Last year, seven treatments were tested, most of them at R3 and 14 days after R3. But a soybean variety that was resistant to frogeye leaf spot was also used. “So the plants didn’t see any disease at all, but there was still green stem,” he said, adding that the fungicide may be delaying plant senescence.

Overall, the fungicide treatments helped improve overall yields by 4 to 9 bushels per acre due to its control of frogeye leaf spot. Whether a treatment like this is economic for your farm, though, depends on your own situation.

“I do think that the biggest part of economics is to know your cost of application and to figure out how many bushels you need in order to make that work,” he said.

The graphic below shows the number of additional bushels needed to break even, based on the cost of soybeans and the fungicide application’s cost per acre. Anything over those numbers would be a profit; below that you would be losing money.

Kness calculated the numbers by taking the yield from the treatment multiplied by the cash price for soybeans, then minus the application cost. You will have to modify the formula for your specific operation.

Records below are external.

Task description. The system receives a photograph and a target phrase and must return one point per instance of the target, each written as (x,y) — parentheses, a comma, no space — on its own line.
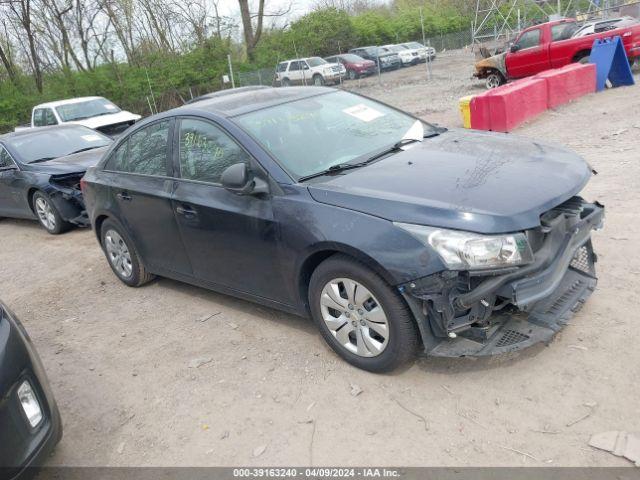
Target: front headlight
(471,251)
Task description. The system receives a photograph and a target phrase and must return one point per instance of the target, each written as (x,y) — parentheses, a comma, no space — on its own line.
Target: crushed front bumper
(503,312)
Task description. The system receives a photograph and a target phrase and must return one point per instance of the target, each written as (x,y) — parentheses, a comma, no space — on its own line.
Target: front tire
(360,316)
(48,215)
(494,80)
(122,255)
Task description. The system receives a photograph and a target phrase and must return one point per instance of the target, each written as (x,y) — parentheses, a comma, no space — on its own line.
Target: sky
(298,7)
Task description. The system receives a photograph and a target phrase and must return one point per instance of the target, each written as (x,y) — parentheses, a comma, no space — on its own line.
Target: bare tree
(253,33)
(21,10)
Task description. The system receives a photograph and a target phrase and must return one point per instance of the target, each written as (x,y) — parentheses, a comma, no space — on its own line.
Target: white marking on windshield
(363,112)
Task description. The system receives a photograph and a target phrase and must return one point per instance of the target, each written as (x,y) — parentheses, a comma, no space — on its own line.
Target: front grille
(511,337)
(582,261)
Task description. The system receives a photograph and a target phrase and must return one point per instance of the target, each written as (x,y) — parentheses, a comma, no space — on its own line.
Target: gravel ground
(171,374)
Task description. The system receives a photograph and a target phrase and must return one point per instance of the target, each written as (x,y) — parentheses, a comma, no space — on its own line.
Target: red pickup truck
(549,45)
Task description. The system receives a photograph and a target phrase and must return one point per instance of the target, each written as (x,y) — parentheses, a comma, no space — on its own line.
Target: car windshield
(86,109)
(351,58)
(56,142)
(316,61)
(310,135)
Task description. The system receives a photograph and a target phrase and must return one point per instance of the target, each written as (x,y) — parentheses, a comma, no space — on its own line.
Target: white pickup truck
(93,112)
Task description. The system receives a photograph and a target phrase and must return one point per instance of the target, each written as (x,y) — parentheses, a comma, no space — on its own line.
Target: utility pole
(233,82)
(424,42)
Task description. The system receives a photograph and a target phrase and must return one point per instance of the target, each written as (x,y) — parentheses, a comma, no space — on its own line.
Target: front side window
(563,31)
(316,61)
(86,109)
(309,135)
(5,158)
(145,151)
(39,117)
(529,39)
(206,151)
(49,117)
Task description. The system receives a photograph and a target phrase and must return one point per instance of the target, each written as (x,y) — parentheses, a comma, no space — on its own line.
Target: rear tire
(122,255)
(48,215)
(365,300)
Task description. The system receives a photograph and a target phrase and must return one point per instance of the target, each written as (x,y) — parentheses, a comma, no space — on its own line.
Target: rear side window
(206,151)
(144,152)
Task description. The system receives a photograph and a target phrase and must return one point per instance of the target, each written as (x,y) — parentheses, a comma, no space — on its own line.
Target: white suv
(308,71)
(408,56)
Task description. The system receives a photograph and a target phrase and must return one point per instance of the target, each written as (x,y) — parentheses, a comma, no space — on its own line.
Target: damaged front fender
(463,313)
(491,64)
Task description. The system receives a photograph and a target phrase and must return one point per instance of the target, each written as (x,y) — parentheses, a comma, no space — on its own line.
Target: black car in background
(388,231)
(30,425)
(40,172)
(388,60)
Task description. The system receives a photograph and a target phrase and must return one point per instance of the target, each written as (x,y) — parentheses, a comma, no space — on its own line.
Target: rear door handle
(186,211)
(124,196)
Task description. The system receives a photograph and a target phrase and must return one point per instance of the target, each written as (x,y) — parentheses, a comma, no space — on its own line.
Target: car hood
(76,163)
(106,120)
(475,181)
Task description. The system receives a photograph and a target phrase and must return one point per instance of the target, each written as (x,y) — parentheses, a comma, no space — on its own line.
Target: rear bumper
(505,312)
(71,206)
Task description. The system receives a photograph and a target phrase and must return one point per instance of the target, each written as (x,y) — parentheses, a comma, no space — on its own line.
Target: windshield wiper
(43,159)
(81,150)
(340,167)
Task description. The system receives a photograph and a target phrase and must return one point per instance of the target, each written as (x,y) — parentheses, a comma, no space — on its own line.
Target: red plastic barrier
(568,83)
(515,103)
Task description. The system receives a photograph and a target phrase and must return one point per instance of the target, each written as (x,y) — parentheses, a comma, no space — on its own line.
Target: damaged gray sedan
(40,172)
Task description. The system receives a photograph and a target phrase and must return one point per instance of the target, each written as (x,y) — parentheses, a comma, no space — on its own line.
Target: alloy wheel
(118,253)
(45,214)
(493,81)
(354,317)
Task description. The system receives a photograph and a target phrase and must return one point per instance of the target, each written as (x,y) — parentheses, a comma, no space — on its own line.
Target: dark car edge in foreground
(389,232)
(29,417)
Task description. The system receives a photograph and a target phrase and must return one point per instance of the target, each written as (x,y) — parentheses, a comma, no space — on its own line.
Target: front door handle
(186,211)
(124,196)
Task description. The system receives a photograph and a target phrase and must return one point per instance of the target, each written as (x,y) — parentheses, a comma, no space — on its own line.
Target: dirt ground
(170,374)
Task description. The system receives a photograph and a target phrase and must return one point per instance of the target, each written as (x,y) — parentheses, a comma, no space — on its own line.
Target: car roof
(36,130)
(239,101)
(68,101)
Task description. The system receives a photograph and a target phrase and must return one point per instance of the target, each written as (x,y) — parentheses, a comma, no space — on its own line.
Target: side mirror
(238,179)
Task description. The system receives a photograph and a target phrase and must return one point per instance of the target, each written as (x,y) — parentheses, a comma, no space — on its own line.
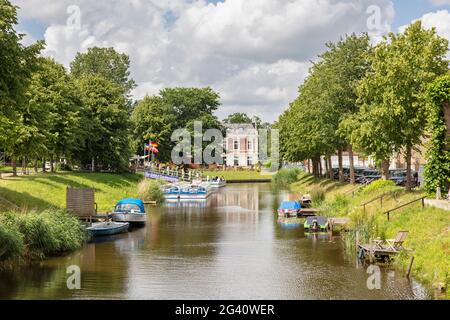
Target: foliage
(284,177)
(437,170)
(392,96)
(34,236)
(377,185)
(105,62)
(150,190)
(106,132)
(157,117)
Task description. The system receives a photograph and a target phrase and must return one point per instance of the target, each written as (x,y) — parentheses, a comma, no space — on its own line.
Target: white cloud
(254,52)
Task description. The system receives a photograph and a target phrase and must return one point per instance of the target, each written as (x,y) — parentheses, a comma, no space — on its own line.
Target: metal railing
(388,213)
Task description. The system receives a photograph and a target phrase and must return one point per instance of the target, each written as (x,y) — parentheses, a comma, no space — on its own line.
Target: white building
(241,145)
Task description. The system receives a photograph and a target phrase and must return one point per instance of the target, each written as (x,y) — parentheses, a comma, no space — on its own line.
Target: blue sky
(255,53)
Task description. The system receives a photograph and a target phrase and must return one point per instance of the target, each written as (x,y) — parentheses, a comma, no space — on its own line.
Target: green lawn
(236,175)
(49,190)
(429,228)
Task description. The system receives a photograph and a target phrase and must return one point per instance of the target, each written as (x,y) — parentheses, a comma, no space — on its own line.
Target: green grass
(44,191)
(429,228)
(236,175)
(34,236)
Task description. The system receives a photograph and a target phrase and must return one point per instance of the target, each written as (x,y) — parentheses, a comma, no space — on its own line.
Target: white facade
(241,145)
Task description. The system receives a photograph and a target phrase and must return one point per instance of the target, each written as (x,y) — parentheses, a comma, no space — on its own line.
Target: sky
(255,53)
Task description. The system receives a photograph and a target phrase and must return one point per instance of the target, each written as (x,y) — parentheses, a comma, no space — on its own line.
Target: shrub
(285,177)
(11,244)
(150,190)
(34,236)
(377,185)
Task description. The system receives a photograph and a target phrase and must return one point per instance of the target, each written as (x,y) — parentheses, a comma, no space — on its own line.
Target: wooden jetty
(381,249)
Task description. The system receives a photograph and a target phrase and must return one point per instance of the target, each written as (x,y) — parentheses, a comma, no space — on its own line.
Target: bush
(34,236)
(285,177)
(377,185)
(150,190)
(11,244)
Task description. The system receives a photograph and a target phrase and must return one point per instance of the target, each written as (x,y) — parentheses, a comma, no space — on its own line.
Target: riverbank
(429,227)
(43,191)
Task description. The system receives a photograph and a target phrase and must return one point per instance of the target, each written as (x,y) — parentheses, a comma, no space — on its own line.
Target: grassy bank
(230,175)
(27,237)
(429,228)
(44,191)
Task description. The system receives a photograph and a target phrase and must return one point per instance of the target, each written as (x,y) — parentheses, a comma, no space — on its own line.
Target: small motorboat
(217,182)
(289,209)
(306,201)
(99,229)
(131,211)
(316,224)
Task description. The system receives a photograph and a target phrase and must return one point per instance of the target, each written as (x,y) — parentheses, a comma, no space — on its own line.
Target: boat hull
(107,228)
(132,218)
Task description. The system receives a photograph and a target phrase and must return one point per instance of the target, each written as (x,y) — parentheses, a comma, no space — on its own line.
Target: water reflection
(231,246)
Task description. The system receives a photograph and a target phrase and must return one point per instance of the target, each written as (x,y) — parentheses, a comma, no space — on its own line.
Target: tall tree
(106,62)
(107,123)
(17,62)
(394,93)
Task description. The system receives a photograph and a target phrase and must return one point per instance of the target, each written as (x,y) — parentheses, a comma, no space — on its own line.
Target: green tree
(152,119)
(105,124)
(106,62)
(54,106)
(437,170)
(17,62)
(237,117)
(394,92)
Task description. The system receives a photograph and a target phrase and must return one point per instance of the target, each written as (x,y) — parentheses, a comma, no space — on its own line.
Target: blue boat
(130,210)
(99,229)
(289,209)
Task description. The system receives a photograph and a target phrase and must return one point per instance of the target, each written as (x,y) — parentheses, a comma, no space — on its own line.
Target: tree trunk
(24,165)
(341,168)
(385,164)
(330,165)
(408,168)
(320,167)
(14,165)
(352,165)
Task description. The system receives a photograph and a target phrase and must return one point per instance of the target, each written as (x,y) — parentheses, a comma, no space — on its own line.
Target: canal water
(231,247)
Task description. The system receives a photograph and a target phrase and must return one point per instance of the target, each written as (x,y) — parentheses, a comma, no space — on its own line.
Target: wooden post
(410,267)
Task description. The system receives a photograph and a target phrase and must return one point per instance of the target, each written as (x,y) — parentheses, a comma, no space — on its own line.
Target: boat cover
(290,205)
(322,221)
(137,202)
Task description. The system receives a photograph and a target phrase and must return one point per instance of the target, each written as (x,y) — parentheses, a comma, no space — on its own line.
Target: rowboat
(109,228)
(131,211)
(316,224)
(289,209)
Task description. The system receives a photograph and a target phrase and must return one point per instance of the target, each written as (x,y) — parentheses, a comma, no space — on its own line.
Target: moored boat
(131,211)
(289,209)
(316,224)
(109,228)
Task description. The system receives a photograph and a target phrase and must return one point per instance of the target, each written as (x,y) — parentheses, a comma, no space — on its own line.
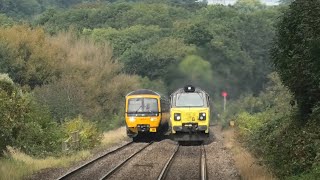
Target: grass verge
(248,166)
(16,165)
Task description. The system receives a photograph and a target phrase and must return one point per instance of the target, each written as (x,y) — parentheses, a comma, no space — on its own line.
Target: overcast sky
(268,2)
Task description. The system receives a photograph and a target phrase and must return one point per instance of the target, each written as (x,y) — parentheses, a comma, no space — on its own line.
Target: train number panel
(189,114)
(146,112)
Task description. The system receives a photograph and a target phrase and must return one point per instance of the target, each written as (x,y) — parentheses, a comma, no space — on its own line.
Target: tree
(296,50)
(196,71)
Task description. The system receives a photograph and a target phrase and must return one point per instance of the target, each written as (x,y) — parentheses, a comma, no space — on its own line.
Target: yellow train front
(146,112)
(189,114)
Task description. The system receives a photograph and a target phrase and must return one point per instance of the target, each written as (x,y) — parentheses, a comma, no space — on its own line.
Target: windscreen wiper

Number of additional bushels needed to break even table

Preventing SDS

One ailment fungicides won’t be effective against is sudden death syndrome.

“Foliar fungicides only work on fungal diseases that attack the foliage. Sometimes things could look like a foliar disease but are actually not, and SDS is one of them,” Kness said.

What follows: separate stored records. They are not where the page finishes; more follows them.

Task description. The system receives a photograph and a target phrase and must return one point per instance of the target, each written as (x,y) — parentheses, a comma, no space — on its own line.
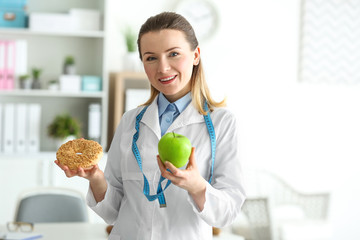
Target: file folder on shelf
(34,116)
(10,65)
(2,64)
(21,129)
(9,115)
(1,128)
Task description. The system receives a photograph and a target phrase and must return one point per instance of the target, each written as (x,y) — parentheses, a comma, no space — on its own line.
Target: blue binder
(13,14)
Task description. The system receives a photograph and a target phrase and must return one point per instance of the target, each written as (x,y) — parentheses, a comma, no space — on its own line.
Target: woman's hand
(188,179)
(95,176)
(89,174)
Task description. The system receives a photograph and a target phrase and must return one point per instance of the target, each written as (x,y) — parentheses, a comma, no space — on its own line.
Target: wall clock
(202,15)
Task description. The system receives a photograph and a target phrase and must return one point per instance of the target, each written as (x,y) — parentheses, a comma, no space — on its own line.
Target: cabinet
(47,50)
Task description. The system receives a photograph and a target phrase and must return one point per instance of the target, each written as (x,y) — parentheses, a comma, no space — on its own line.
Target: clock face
(202,15)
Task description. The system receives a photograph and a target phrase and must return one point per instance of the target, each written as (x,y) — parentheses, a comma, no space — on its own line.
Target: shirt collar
(180,104)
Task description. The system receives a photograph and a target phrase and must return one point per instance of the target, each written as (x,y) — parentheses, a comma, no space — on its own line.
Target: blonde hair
(199,89)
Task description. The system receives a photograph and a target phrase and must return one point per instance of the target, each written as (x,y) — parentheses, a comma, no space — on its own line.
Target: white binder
(21,57)
(34,116)
(9,127)
(21,129)
(2,64)
(94,125)
(1,128)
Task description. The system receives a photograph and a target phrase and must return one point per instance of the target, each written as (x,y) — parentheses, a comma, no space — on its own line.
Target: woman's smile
(168,80)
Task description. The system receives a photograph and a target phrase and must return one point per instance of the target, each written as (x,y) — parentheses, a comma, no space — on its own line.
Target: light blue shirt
(168,112)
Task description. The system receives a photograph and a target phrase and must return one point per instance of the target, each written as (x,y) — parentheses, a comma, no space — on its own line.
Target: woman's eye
(150,58)
(174,54)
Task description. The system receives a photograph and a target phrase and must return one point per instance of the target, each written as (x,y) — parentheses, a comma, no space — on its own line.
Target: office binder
(34,116)
(9,127)
(2,64)
(21,57)
(1,128)
(10,65)
(94,124)
(21,128)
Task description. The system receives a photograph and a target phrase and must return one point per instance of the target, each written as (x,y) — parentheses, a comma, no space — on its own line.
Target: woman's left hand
(188,179)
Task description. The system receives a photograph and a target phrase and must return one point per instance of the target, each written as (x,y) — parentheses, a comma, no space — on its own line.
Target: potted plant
(36,72)
(64,128)
(131,60)
(130,38)
(25,81)
(69,65)
(53,85)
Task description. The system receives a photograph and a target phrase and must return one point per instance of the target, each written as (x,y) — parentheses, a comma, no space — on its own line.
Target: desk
(89,231)
(69,231)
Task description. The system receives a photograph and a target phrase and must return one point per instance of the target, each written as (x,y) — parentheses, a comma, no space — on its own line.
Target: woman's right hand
(90,174)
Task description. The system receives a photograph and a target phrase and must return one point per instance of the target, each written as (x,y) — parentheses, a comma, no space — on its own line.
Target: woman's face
(168,62)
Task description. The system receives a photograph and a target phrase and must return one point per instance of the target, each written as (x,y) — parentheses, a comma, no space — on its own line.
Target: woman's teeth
(167,79)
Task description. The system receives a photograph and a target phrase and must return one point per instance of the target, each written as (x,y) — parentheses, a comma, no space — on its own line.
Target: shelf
(27,155)
(29,32)
(49,93)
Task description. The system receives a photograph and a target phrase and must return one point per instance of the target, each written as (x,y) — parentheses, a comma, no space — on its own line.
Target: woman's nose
(164,66)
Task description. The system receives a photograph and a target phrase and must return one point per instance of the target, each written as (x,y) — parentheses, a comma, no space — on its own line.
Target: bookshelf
(47,50)
(118,83)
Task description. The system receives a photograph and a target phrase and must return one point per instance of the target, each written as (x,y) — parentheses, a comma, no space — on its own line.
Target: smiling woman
(208,191)
(168,60)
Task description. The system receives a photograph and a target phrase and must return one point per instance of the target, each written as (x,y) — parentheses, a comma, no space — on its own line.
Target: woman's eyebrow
(168,50)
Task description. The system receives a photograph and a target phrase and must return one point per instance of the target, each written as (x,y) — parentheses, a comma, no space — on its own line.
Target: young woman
(134,193)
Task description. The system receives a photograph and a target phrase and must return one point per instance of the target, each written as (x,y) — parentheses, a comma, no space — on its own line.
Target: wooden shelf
(29,32)
(49,93)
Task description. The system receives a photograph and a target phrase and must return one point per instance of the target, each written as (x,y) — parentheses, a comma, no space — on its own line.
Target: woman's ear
(196,56)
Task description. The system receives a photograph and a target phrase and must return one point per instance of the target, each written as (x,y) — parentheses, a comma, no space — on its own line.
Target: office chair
(274,208)
(46,205)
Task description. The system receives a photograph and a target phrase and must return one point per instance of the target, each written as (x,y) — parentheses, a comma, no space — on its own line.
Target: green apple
(174,148)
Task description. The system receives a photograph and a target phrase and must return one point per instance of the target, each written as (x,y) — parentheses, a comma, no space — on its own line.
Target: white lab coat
(133,216)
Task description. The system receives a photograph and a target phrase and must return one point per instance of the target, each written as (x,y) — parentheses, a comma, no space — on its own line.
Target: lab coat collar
(189,116)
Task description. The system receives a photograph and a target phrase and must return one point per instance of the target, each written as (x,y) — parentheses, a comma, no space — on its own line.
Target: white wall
(309,134)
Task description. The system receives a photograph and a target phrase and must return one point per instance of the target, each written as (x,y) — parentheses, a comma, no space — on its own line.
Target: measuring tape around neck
(160,191)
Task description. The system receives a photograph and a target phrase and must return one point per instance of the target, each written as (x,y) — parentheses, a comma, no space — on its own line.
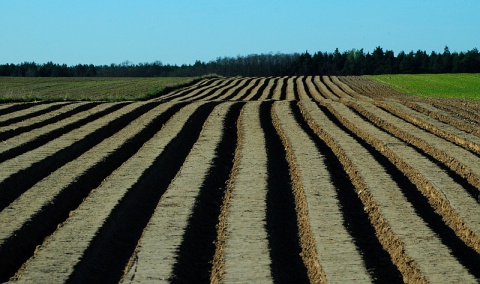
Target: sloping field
(290,179)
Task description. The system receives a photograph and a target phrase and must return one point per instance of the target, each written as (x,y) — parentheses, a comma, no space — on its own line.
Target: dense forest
(353,62)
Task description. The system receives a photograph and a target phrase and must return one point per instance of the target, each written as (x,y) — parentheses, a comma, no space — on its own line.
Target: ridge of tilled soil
(278,179)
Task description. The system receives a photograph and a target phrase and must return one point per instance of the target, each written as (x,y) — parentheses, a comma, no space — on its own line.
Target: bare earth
(243,180)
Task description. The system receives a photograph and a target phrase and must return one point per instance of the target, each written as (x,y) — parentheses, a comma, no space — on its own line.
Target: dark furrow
(328,87)
(211,91)
(295,90)
(307,90)
(256,97)
(225,90)
(196,251)
(13,132)
(16,184)
(469,188)
(249,90)
(109,252)
(274,85)
(355,219)
(186,91)
(466,255)
(283,92)
(16,250)
(30,115)
(19,106)
(317,88)
(47,137)
(287,265)
(234,93)
(422,125)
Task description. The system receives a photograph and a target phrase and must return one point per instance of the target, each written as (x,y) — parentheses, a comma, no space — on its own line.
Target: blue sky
(182,31)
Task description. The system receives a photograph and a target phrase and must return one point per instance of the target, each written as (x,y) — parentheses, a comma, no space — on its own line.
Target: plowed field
(290,179)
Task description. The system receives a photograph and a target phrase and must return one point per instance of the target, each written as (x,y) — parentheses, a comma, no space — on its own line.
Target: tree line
(352,62)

Sudden death syndrome is a necrosis virus, although it is caused by a fungal pathogen that is soilborne. It can be a big issue in fields that are planted early, something Kness said has been the trend on many farms.

“It seems like there has been a trend over the past several years that folks want to plant soybeans earlier and earlier, and in those cool, wet soils, this is where we get the infection occurring,” he said. “We had folks planting soybeans at the end of March this year. Cool, wet soils favor it and other root-borne issues.”

Sudden death syndrome survives year to year in old soybean residue. It hangs out in the taproot of the soybean plant until R1, he said, when symptoms then start appearing in the upper part of the plant. The disease causes necrotic lesions in between the leaf veins.

"So the fungus produces a toxin that will be transported to the upper part of the plant, which is what produces those striking symptoms that you see," Kness said. “The pathogen is not even in the leaves; it’s way down in the roots of the plant. Symptoms just manifest in the foliage.”

Leaflets will then drop off the stems, leaving the plants without petioles, which is one of its most distinctive symptoms.

Crop rotation can help manage the disease, he said, but the best control is paying close attention to planting condition and planting date.

Good drainage is also key, he said, because moisture is needed for SDS to manifest itself. Even tillage can be effective to help dry out the soil.

Variety selection should also be considered, as some soybean varieties are resistant to SDS and provide resistance to soybean cyst nematode.

The Crop Protection Network has more information on preventive measures, including seed treatments that could be effective.